Battle Hymn of the Tiger Mother, by Amy Chua, The Penguin Press, RRP$25.95, Bloomsbury, RRP£12.99, 237 pages
Battle Hymn of the Tiger Mother is a parenting memoir by a Yale law professor, Amy Chua. Previously best known for writing books about global superpowers, Chua has come home for this breathtakingly personal book about her strategy for raising super-powered children. “A lot of people wonder how Chinese parents raise such stereotypically successful kids. They wonder what these parents do to produce so many math whizzes and music prodigies, what it’s like inside the family and whether they could do it too. Well, I can tell them, because I have done it.”
Chua’s strategy as a fearsome “tiger mother” is the exact opposite of everything that the western liberal holds dear. Our focus on raising children to be happy, opinionated and well-balanced is interpreted as lazy weakness in Chua’s world. We, as western parents, aren’t trying hard enough. Mothers go to yoga and spas rather than spend hours forcing children to work harder. (No wonder that this book is already labelled “controversial”. The internet is buzzing with outraged parents).
By way of a warm up, Chua tells us that her two daughters are not allowed playdates (“Why why why this terrible western institution?”).

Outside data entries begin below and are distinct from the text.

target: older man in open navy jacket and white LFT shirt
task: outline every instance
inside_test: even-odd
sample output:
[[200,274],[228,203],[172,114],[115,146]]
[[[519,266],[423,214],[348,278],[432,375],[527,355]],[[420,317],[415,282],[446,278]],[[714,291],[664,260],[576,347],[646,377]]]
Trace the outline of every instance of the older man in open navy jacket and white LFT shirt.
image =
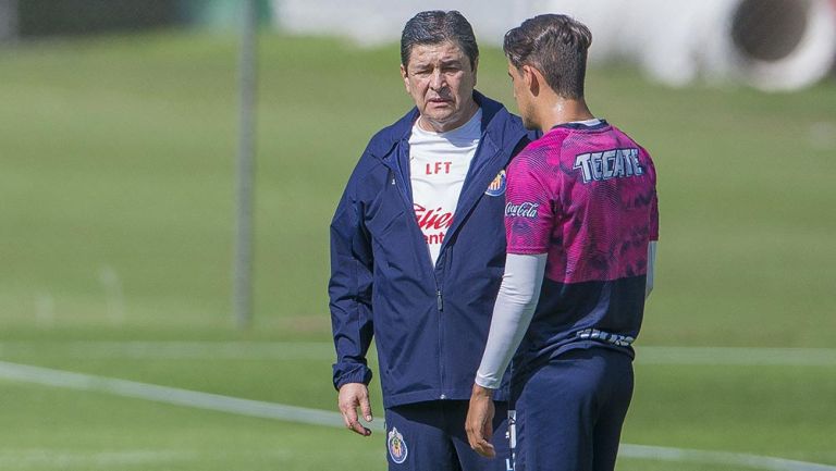
[[[409,20],[401,60],[415,108],[372,137],[331,223],[340,410],[370,435],[357,408],[371,420],[373,336],[390,469],[505,471],[470,449],[464,420],[505,260],[504,169],[528,134],[475,91],[479,49],[458,12]],[[506,409],[504,392],[493,399]]]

Other mothers treat her icily when she makes excuses not to let her children socialise. Nor are they allowed to watch television, play computer games, or do any hobbies or activities they choose for themselves.
Accordingly, Chua chooses musical instruments for the girls, although only the piano and violin are acceptable to the Tiger Mother, for these are hard to master and can bring great rewards and prestige.

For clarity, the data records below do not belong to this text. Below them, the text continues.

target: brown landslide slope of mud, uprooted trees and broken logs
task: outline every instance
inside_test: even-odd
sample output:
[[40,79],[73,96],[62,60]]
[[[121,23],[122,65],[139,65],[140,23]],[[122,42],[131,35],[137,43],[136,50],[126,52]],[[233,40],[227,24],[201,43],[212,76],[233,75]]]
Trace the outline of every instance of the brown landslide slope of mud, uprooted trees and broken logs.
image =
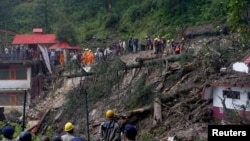
[[[190,28],[186,32],[190,32],[188,30]],[[153,51],[139,51],[115,57],[110,60],[112,63],[98,62],[92,66],[95,73],[84,77],[83,91],[79,77],[58,77],[56,88],[38,99],[30,109],[33,114],[33,109],[46,113],[39,134],[51,130],[62,134],[65,122],[72,121],[76,134],[87,138],[87,94],[91,140],[97,138],[98,127],[107,109],[115,110],[118,115],[130,115],[129,122],[138,127],[139,141],[166,140],[170,136],[180,141],[206,140],[207,125],[220,121],[213,119],[211,101],[202,100],[201,92],[213,80],[226,77],[220,72],[221,67],[229,67],[245,54],[228,50],[232,45],[228,35],[207,36],[205,28],[192,33],[198,31],[202,34],[189,40],[186,53],[165,56],[169,58],[167,65],[164,59],[156,59],[155,63],[133,68],[137,66],[133,64],[138,64],[136,58],[155,57]],[[224,55],[218,56],[218,52]],[[124,69],[124,65],[132,67]],[[162,107],[162,122],[153,125],[156,97]]]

Her tale is compelling in the same way as a good thriller. Are obedient A-graders Sophia and Lulu going to grow up, perhaps discover boys, shopping and YouTube and rebel against the tyranny of their mother? Oh yes. The denouement, involving smashed glass, a despairing Chua, and tennis lessons, is well worth the wait.
A huge amount of vitriol has been heaped upon Chua, and she is self-admittedly cruel (Lulu, aged three, refuses to start playing the piano. So she is put out into the garden, on the coldest day of the New England winter, until she bends to her mother’s will).

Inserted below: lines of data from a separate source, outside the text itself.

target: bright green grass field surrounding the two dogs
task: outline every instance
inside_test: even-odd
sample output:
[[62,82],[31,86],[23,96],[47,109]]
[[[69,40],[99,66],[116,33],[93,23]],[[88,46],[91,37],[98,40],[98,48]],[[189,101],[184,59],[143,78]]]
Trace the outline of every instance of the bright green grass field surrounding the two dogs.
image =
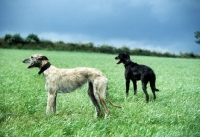
[[[22,60],[34,53],[46,55],[59,68],[94,67],[109,79],[110,116],[94,116],[87,85],[70,94],[58,94],[57,113],[46,115],[45,79]],[[141,82],[125,98],[124,66],[116,55],[38,50],[0,49],[0,136],[5,137],[198,137],[200,136],[200,60],[131,56],[149,65],[157,75],[157,100],[148,86],[145,103]]]

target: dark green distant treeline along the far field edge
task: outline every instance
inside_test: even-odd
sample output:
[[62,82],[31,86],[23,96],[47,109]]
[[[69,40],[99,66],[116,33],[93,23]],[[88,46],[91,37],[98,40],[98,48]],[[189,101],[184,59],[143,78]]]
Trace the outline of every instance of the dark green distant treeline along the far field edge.
[[170,52],[150,51],[146,49],[130,49],[126,46],[119,48],[106,44],[95,46],[93,43],[64,43],[63,41],[52,42],[50,40],[41,40],[35,34],[29,34],[22,38],[20,34],[6,34],[0,38],[0,48],[11,49],[41,49],[41,50],[60,50],[60,51],[83,51],[96,53],[129,53],[130,55],[157,56],[157,57],[182,57],[182,58],[200,58],[200,55],[194,53],[180,53],[179,55]]

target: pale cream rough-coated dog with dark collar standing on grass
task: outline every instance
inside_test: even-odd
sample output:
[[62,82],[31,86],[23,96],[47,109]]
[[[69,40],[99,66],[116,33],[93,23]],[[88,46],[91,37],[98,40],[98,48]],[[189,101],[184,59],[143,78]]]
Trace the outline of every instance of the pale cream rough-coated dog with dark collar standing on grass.
[[105,93],[113,106],[121,108],[111,102],[107,87],[108,79],[98,69],[86,67],[59,69],[52,66],[48,58],[41,54],[34,54],[30,58],[25,59],[23,63],[31,63],[28,68],[38,67],[40,69],[38,74],[43,73],[46,79],[45,89],[48,91],[46,113],[49,113],[51,108],[53,108],[53,112],[56,112],[57,93],[72,92],[87,82],[88,95],[96,108],[97,116],[100,115],[100,106],[98,102],[100,102],[104,108],[105,118],[109,115],[109,110],[104,98]]

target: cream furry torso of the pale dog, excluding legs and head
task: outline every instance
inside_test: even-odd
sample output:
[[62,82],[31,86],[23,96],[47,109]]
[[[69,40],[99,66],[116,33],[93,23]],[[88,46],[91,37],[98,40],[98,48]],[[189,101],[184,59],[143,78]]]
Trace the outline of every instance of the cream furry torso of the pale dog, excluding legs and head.
[[107,82],[107,78],[100,70],[86,67],[59,69],[51,66],[44,72],[44,76],[46,78],[46,89],[56,89],[60,93],[74,91],[88,81],[93,83],[94,79],[98,77],[101,77],[101,80],[104,80],[105,83]]

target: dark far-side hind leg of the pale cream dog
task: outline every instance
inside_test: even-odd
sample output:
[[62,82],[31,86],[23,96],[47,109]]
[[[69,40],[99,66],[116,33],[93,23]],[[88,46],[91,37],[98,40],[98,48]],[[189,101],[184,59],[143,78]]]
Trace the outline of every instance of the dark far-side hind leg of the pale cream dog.
[[101,109],[100,109],[100,106],[99,106],[99,103],[98,103],[97,99],[94,96],[93,85],[92,85],[91,82],[88,83],[88,95],[89,95],[90,99],[92,100],[92,103],[95,106],[96,116],[98,117],[100,115]]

But Chua is also aware of her own ridiculousness, and her writing is very funny in places. Having run over her older daughter’s foot with her car at the start of the summer, Chua breezily informs us that Sophia’s boot and crutches “put her in a bad mood but at least gave her a lot of time to practise the piano”.
Despite its don’t-care tone, this book leaves not a sour taste, but a sad one. Chua has lost sight of the fun of having children. That’s not part of the Tiger Mother philosophy. Saddest of all is her description of how her mother-in-law just wanted to spend a whole carefree day with each of her granddaughters. She begged Chua. “But I never had a full day for them to spare. The girls barely had time as it was to do their homework, speak Chinese with their tutor and practise their instruments.”